Since 2010, AOAV has recorded 332 incidents and 3,680 civilian casualties of explosive violence in Turkey. Civilians account for 67% of all 5,941 recorded casualties in that time. 

IEDs have been the most injurious explosive weapon, accounting for 59% of those incidents, and 88% of civilian casualties. Non-specific IEDs caused 1,589 civilian casualties, car bombs caused 1,333, combined IEDs caused 163, and roadside bombs caused 149 civilian casualties.

They’re followed by ground-launched weapons, which were used in 27% of incidents, and caused 11% of civilian casualties. The most injurious ground-launched weapons are rockets (151 civilian casualties), mortars (143), missiles (35), combined ground-launched weapons (28), and shelling (20).

Non-state actors are the reported perpetrators of 84% of civilian casualties in that time, notably ISIS, the PKK, and the Kurdistan Freedom Hawks (TAK).

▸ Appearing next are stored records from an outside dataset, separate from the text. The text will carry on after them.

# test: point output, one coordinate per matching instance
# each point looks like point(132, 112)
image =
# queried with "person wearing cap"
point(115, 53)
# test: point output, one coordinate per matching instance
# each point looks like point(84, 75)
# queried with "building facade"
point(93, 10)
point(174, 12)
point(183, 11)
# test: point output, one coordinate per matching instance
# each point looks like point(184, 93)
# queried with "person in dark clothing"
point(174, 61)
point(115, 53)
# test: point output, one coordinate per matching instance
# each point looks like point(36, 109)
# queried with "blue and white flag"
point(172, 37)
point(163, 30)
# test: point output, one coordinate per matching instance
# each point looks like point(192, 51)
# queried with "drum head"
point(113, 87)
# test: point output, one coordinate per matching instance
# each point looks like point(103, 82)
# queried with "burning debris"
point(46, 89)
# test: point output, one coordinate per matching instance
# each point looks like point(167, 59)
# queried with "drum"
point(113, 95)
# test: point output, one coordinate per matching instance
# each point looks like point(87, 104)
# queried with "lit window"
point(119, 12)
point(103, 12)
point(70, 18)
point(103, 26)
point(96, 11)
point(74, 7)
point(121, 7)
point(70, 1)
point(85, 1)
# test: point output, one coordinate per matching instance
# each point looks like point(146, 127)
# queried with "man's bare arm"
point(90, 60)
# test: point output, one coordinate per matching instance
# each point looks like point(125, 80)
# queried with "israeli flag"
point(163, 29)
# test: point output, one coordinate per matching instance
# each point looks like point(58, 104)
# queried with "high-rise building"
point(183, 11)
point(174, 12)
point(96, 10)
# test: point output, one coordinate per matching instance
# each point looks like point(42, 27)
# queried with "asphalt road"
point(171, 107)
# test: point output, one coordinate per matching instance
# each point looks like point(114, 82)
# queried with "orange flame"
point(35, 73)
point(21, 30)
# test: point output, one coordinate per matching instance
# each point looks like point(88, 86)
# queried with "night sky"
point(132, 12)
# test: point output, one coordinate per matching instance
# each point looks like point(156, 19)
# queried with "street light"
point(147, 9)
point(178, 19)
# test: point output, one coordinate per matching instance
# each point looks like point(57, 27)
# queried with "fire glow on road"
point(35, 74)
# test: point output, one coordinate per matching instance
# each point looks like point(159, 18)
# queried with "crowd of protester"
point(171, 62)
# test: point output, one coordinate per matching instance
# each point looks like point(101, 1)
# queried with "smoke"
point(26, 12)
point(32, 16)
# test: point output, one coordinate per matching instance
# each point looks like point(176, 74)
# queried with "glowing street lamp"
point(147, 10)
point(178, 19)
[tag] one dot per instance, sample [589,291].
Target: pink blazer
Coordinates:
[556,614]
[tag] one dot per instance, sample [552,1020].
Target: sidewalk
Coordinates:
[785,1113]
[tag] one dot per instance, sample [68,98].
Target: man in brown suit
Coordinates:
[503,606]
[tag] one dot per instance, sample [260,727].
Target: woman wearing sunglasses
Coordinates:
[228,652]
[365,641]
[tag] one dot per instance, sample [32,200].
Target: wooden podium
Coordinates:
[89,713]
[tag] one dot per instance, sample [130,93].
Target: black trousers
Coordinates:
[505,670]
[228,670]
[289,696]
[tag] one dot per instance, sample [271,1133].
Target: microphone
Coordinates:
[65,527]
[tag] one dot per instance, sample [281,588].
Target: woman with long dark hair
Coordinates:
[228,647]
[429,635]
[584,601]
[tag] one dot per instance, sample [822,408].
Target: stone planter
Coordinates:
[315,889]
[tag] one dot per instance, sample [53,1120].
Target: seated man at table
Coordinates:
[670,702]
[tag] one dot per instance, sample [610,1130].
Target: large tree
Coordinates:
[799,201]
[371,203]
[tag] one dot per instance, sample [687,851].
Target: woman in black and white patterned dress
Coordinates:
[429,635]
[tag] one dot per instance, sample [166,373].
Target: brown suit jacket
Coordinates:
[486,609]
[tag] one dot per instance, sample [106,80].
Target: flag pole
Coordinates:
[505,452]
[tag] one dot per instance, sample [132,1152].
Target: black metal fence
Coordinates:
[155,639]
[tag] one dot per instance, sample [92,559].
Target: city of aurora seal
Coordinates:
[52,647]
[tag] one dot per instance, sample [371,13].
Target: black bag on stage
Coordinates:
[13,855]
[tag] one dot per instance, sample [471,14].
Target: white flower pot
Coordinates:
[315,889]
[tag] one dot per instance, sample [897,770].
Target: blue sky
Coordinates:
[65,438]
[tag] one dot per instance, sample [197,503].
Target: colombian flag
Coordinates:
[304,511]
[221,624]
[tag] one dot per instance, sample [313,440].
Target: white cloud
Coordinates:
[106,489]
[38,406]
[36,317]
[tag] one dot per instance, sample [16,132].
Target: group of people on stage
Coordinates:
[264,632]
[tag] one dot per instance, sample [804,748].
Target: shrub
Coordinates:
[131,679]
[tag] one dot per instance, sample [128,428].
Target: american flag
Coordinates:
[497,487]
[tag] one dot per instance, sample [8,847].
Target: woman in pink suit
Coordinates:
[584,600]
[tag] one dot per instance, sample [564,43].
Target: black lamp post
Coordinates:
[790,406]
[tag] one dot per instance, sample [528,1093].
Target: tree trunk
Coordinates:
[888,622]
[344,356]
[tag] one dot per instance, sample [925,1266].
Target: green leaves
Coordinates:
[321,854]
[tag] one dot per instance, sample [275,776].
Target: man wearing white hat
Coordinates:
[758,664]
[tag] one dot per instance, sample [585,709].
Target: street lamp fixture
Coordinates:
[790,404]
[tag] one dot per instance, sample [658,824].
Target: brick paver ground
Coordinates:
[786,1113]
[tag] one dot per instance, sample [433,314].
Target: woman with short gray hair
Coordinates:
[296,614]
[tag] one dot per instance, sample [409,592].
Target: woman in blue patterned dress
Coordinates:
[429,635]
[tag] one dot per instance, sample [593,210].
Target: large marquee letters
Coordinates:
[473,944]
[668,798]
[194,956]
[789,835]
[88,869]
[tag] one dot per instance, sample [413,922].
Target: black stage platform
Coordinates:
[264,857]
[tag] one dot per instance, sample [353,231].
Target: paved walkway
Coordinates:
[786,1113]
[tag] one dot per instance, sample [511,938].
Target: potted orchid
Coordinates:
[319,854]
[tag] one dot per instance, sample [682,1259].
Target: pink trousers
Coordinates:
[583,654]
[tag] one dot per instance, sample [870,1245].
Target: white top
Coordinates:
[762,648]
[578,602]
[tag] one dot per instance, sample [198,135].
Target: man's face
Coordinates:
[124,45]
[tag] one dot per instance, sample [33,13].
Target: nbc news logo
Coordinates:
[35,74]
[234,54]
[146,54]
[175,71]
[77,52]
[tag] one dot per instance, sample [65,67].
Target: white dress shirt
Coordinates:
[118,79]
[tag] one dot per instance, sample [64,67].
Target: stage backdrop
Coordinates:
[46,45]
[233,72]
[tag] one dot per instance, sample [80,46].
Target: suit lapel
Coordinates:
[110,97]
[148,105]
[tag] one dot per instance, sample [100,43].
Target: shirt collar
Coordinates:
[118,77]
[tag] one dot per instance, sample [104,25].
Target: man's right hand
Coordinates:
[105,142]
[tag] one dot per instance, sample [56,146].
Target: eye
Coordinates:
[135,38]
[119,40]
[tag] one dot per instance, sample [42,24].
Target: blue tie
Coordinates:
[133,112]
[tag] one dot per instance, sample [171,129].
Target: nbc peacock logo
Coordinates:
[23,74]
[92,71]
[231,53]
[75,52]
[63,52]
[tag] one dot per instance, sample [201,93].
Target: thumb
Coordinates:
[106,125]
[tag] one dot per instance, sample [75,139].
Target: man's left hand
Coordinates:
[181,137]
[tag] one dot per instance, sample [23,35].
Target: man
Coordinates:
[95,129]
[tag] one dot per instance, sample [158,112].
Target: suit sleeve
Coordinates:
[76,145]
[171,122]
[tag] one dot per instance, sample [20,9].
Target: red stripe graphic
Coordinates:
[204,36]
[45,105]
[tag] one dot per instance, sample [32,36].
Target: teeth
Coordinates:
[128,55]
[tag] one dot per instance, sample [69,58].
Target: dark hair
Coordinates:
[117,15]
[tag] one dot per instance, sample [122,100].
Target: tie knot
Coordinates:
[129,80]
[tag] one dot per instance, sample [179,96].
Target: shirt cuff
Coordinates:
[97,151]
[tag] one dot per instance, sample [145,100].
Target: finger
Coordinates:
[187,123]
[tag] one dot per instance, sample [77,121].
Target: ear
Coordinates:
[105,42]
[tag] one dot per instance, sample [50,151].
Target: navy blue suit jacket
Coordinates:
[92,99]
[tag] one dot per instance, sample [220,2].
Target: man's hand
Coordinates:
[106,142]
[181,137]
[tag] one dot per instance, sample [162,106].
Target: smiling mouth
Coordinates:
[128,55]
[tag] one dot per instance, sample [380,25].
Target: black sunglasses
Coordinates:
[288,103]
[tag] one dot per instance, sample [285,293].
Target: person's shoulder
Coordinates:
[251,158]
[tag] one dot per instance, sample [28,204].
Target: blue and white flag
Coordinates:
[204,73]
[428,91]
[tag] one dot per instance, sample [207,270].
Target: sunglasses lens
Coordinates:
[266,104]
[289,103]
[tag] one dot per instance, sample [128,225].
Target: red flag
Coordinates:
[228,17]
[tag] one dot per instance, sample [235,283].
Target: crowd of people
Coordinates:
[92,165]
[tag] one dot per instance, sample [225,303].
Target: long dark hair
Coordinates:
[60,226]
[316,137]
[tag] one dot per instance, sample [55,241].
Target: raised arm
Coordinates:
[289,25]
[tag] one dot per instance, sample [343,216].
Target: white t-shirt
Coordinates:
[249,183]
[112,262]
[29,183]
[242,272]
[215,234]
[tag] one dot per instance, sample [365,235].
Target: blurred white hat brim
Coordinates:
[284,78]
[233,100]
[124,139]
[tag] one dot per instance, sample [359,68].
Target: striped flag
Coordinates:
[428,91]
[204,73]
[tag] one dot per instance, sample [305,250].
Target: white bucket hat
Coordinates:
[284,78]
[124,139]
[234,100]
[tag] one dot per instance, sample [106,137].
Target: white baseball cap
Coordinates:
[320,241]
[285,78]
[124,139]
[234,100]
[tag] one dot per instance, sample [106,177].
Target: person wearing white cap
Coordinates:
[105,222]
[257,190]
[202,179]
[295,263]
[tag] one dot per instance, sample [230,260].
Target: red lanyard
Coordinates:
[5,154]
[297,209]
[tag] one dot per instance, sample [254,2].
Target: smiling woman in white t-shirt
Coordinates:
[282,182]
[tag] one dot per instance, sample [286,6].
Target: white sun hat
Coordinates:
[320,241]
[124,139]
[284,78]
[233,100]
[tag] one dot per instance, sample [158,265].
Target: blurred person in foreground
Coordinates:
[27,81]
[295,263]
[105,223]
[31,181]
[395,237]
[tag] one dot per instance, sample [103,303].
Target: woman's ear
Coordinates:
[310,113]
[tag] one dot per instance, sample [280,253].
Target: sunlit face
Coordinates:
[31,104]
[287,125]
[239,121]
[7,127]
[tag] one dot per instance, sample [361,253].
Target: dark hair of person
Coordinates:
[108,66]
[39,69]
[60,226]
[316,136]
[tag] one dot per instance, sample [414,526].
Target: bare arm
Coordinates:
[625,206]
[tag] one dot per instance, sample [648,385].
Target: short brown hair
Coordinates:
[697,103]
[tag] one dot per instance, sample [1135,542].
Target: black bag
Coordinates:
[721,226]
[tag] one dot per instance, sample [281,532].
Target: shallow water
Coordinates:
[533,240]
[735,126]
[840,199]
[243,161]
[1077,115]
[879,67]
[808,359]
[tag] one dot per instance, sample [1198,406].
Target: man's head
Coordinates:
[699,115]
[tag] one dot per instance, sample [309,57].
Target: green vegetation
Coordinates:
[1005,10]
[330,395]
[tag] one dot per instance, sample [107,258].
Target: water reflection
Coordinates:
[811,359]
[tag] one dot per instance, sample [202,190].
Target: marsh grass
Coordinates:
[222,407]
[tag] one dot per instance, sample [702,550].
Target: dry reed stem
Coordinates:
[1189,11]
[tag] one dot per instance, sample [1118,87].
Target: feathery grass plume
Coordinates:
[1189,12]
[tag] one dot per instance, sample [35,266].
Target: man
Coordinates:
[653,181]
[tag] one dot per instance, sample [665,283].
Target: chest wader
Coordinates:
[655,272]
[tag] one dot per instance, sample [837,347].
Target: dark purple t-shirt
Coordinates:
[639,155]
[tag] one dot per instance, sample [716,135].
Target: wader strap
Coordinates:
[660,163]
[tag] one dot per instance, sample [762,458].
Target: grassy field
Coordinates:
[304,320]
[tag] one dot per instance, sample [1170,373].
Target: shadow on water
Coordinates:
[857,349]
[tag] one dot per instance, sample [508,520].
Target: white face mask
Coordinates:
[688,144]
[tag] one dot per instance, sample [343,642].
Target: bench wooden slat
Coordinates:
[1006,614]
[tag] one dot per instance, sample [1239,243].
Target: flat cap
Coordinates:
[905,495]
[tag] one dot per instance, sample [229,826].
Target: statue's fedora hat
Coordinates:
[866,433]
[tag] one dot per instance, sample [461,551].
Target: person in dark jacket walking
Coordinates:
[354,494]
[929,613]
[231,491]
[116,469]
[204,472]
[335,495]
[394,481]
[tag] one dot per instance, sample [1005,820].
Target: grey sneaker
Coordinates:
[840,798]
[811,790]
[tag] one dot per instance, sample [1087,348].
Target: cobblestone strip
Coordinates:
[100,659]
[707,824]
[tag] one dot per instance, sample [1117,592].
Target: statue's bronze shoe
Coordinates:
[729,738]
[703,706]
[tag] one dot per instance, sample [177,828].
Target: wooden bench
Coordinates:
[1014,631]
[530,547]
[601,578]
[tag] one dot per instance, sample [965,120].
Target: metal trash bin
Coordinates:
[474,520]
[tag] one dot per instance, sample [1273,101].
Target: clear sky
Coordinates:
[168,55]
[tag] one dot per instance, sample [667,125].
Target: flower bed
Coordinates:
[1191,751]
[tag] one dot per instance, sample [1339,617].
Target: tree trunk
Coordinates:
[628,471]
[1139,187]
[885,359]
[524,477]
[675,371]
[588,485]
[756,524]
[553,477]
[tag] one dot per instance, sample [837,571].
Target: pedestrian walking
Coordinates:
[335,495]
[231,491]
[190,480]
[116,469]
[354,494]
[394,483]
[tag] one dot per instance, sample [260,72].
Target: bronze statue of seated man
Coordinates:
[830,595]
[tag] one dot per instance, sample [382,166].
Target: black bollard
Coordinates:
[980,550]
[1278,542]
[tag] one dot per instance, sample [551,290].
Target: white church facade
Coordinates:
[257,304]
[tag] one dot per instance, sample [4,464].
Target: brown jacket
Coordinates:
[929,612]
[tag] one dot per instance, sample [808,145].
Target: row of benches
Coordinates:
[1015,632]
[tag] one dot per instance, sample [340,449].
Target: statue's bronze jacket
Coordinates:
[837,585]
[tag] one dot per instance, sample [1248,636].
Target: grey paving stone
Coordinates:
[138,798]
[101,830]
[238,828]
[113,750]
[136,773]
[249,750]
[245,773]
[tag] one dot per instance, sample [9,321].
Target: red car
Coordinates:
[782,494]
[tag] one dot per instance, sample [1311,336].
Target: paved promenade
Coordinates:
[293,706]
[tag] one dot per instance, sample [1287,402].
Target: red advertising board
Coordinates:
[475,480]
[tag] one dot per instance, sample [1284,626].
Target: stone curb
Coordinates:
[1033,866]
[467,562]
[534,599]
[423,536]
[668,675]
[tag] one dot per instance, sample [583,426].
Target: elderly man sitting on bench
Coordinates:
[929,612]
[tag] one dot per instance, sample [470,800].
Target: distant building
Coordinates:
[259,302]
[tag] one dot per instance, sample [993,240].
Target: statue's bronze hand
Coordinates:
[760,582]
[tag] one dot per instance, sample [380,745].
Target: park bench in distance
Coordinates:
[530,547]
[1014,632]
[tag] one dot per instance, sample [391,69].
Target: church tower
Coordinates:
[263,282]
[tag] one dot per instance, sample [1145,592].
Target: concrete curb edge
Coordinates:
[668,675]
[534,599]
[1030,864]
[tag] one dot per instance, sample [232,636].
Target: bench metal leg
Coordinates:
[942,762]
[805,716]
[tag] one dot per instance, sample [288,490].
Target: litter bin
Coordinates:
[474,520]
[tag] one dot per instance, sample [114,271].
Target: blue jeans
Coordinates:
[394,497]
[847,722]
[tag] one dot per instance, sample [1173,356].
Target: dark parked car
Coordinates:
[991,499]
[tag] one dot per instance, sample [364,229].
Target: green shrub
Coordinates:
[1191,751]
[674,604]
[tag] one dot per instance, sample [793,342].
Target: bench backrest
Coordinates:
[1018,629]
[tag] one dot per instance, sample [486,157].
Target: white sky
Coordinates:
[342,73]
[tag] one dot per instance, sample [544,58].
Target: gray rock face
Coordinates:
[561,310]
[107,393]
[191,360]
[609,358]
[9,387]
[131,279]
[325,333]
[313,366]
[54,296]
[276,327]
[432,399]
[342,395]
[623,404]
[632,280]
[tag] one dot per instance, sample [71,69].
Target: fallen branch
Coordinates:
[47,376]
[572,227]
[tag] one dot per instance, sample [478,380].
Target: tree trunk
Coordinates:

The most frequently targeted locations have been roads (93 incidents), armed bases (30), urban residential areas (26), police stations (24), and public buildings (16), but the most civilian casualties have occurred at public gatherings (989 civilian casualties), police stations (577), transport-related infrastructure (503), town centres (270), and roads (246). 


AOAV’s casualty figures represent the lowest of estimations in terms of the number of people killed and injured by explosive weapon use. In an effort to quantify the explicit harm caused by specific explosive weapons, AOAV solely records incident-specific casualty figures, as reported in English-language media.


AOAV condemns the use of violence against civilians and the use of explosive weapons in populated areas. All actors should stop using explosive weapons with wide-area effects where there is likely to be a high concentration of civilians.